The front-month ICE Brent contract has gained by $1.20/bbl on the day, to $75.35/bbl at 09.00 GMT.

PHOTO: Getty Images


Upward pressure:

“Crude oil gained as ongoing supply side issues helped spark a relief rally after heavy selling last week,” according to ANZ commodity strategist Daniel Hynes.

Threats of disruptions to Canadian oil supply due to ongoing wildfires and a Turkish refusal to restart Kurdish crude exports, from the Ceyhan port, have kept Brent in the green.

Meanwhile, the US Department of Energy (DoE) has announced it will buy up to 3 million bbls of sour crude in August to refill its strategic petroleum reserves. The sour variant, usually sourced from OPEC countries, typically sells at a discount to sweet crude because sour crude must be treated with hydrogen to lower the sulphur content. 

When the DoE buys up large quantities of oil, it increases the demand for the product, which in turn bolsters prices.
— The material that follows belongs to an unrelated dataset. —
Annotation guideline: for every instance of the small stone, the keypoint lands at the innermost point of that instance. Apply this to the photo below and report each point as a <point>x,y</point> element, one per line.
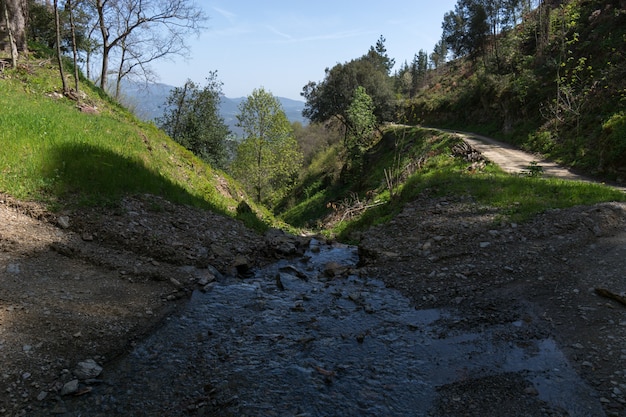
<point>87,369</point>
<point>64,222</point>
<point>175,282</point>
<point>70,387</point>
But the DoE's purchases lowers stockpiles, thus driving the price up even further.

Downward pressure:

Concerns over macroeconomic uncertainty in the US and a muted economic recovery in China can dent Brent rates.

“Speculators reduced their net long positions in ICE Brent by 25,094 lots over the last reporting week to 112,742 lots as of last Tuesday - the smallest net long since December,” ING’s Warren Patterson said in a report published on Monday.

“The move was predominantly driven by fresh shorts with the gross short position now just over 100k lots, the highest level since July 2021. This relatively large short does leave some positioning risk for the market. Any convincing move higher in the market could lead to a short-covering rally,” Patterson explains.